風の子坂を駆けぬけて
「これ、昨日までだった。忘れてた」
言葉少なにそう言い、すぐに出ていくかと思ったら、さも当たり前のようにカウンターに腰かけた。
予想外の行動に怪訝な顔になる知優。
「どうかした?」
「いや、まだ時間かかるの?当番」
「あと15分くらいしたら帰るかな。

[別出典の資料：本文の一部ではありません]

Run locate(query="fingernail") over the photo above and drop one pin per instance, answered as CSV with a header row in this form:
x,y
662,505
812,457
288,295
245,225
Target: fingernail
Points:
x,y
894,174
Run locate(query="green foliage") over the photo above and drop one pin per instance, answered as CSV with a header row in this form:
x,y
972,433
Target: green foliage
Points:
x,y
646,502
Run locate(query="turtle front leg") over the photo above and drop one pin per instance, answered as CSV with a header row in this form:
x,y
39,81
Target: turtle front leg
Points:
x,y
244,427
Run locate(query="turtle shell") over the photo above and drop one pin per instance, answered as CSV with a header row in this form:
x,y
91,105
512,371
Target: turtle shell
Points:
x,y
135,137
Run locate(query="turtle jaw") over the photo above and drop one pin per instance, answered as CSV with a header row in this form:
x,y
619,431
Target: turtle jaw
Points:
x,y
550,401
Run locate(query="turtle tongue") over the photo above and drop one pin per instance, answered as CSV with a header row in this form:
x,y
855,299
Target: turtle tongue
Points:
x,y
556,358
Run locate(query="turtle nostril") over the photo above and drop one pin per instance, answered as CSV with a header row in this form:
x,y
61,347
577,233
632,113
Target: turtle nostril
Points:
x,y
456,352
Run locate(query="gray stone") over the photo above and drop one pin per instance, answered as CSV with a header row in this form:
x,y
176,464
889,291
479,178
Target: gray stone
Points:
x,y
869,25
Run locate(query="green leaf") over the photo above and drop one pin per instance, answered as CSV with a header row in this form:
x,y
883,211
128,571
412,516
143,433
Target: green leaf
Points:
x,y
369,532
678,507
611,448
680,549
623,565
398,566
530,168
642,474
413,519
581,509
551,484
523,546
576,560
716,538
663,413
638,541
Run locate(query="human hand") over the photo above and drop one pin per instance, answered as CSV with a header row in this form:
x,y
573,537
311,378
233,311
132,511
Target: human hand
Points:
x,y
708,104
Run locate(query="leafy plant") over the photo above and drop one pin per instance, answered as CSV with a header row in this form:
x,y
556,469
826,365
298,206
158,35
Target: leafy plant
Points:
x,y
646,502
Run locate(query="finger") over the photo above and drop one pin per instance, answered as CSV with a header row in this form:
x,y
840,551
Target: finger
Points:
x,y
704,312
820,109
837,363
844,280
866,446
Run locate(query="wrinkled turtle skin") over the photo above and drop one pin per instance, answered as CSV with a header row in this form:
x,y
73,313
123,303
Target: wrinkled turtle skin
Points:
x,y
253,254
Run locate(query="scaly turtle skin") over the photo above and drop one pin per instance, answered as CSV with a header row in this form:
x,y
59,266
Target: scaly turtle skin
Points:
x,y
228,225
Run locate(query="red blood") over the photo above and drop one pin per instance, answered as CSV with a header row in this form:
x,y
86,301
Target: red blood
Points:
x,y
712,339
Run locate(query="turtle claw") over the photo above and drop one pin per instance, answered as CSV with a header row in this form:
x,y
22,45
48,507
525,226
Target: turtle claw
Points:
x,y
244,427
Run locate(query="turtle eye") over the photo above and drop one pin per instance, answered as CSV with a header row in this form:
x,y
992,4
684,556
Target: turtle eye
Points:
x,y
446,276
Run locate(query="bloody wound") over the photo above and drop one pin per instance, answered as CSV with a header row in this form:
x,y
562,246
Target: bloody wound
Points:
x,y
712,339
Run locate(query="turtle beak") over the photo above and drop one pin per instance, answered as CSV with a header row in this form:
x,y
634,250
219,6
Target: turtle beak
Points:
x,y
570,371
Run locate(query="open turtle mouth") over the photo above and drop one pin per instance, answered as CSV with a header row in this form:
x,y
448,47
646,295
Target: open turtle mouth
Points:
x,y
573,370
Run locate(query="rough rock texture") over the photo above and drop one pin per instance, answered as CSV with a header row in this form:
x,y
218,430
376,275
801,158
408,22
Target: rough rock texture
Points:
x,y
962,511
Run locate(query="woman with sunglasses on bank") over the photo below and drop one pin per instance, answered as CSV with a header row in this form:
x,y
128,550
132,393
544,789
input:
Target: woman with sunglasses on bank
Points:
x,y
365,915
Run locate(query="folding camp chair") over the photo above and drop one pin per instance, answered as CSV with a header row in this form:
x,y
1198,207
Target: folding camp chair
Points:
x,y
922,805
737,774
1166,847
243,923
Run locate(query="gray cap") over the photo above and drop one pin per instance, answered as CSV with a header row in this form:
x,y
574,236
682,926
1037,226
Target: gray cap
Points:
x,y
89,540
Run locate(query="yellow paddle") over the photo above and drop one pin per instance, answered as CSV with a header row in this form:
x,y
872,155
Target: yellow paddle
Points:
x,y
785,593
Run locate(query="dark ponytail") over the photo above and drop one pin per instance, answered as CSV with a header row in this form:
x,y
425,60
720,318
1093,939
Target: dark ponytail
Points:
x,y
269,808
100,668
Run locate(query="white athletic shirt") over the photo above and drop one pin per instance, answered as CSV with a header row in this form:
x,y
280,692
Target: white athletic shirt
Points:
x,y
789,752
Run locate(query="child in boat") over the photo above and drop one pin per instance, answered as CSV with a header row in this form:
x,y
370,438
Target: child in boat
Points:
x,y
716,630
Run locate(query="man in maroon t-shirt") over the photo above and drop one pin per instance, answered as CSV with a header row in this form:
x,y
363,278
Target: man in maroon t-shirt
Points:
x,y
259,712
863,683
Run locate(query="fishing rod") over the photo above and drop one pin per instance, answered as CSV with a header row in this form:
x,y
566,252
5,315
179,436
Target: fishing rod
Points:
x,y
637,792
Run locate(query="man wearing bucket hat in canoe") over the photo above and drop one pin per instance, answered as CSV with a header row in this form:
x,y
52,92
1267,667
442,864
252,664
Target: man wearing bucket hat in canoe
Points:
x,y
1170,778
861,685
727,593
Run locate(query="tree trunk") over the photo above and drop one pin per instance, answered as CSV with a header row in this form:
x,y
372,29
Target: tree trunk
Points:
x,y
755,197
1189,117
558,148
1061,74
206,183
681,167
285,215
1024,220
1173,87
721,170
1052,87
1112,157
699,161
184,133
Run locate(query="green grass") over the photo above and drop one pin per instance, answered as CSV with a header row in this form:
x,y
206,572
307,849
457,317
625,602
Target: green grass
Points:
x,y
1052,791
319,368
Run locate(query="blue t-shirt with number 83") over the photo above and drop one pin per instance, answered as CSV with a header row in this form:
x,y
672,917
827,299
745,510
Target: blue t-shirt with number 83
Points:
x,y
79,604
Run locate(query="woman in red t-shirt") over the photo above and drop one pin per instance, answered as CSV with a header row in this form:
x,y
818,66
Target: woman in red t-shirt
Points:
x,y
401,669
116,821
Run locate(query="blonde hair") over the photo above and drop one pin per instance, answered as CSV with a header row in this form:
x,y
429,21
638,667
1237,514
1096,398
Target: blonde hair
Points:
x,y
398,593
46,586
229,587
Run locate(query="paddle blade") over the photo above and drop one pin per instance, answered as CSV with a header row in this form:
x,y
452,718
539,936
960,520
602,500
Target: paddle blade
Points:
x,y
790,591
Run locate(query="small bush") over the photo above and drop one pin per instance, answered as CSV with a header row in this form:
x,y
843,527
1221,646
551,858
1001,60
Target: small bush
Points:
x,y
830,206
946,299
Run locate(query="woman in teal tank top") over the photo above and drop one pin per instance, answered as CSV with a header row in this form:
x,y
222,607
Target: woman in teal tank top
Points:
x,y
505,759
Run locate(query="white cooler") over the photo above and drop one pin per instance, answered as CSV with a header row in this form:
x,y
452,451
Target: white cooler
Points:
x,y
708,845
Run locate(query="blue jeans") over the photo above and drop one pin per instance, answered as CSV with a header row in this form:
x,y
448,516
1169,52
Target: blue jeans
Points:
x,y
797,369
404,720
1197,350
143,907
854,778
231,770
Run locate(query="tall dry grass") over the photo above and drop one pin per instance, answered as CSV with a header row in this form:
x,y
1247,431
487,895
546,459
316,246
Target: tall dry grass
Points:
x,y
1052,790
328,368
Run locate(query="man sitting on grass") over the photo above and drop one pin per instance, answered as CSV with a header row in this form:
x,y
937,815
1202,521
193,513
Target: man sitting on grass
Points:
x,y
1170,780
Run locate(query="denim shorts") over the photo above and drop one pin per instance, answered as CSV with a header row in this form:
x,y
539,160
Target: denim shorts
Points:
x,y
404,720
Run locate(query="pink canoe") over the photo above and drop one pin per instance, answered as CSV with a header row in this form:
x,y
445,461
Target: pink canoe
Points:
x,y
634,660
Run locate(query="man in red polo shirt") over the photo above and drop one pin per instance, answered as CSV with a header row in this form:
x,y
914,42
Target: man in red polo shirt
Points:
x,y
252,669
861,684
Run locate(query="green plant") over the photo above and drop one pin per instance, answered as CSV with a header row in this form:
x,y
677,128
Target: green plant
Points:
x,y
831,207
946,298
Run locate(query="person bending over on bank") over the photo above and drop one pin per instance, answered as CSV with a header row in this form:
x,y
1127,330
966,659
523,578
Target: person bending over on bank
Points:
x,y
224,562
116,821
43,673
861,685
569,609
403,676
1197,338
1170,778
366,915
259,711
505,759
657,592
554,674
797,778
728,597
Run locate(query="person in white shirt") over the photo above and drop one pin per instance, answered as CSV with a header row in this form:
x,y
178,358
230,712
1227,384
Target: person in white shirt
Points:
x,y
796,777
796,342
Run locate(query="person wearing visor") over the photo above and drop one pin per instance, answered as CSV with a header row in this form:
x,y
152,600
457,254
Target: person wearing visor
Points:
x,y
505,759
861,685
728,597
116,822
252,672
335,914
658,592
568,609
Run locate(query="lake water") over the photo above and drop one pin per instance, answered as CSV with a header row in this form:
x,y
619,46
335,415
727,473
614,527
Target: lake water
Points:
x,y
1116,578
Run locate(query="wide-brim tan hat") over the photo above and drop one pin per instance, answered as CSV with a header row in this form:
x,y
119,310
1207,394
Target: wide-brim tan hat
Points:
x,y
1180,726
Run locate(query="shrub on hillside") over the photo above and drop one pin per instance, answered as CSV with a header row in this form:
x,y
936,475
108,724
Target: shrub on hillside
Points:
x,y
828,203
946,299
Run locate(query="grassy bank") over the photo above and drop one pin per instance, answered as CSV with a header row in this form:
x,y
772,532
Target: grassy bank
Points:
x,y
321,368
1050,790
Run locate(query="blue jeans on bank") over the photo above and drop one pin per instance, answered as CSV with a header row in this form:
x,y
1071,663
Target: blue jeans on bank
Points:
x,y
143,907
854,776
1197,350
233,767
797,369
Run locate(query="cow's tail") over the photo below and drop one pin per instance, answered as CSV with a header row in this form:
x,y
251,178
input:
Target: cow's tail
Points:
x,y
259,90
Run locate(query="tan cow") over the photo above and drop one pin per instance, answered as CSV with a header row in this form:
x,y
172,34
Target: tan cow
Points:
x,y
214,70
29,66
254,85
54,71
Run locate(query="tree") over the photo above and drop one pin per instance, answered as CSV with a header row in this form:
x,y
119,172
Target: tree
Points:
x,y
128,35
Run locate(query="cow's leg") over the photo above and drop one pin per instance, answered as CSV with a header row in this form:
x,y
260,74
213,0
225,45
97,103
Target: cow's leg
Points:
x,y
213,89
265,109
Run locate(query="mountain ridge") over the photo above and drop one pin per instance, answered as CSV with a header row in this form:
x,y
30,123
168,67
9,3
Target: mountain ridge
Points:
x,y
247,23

今日はもう誰も来ないと思うし」
「そっか。あのさ、あれ、見せて」
「あれって?」
「……漫画。描いてただろ、ノートに」
「ああ、あれか。え、でも、それはちょっと…」
「見たい」
茶化しにかかる健とは打って変わって、大真面目な眼差しは嘘がないようだった。
しぶしぶランドセルから落書き帳を差し出す。
「当番終わるまで読んでるわ」
「はあ」
生返事をしてしまう程、置かれている状況が理解できない知優。
箱に入っている貸出カードの向きを意味なくやたらと直しつつ、ちらちらと彼の様子を窺った。
表情は変わらず、真剣に読み進めていた。
落書き帳にはいくつか漫画を描いていた。
休み時間や家にいる間、コツコツと地道に進めていたのだ。
それを彼は知っていたとは驚きだった。
図書室を出る間際、彼はおもむろに彼女にこう言った。
「続き書いたらまた読ませて」と。
予想外の出来事は次から次へと知優に巻き起こった。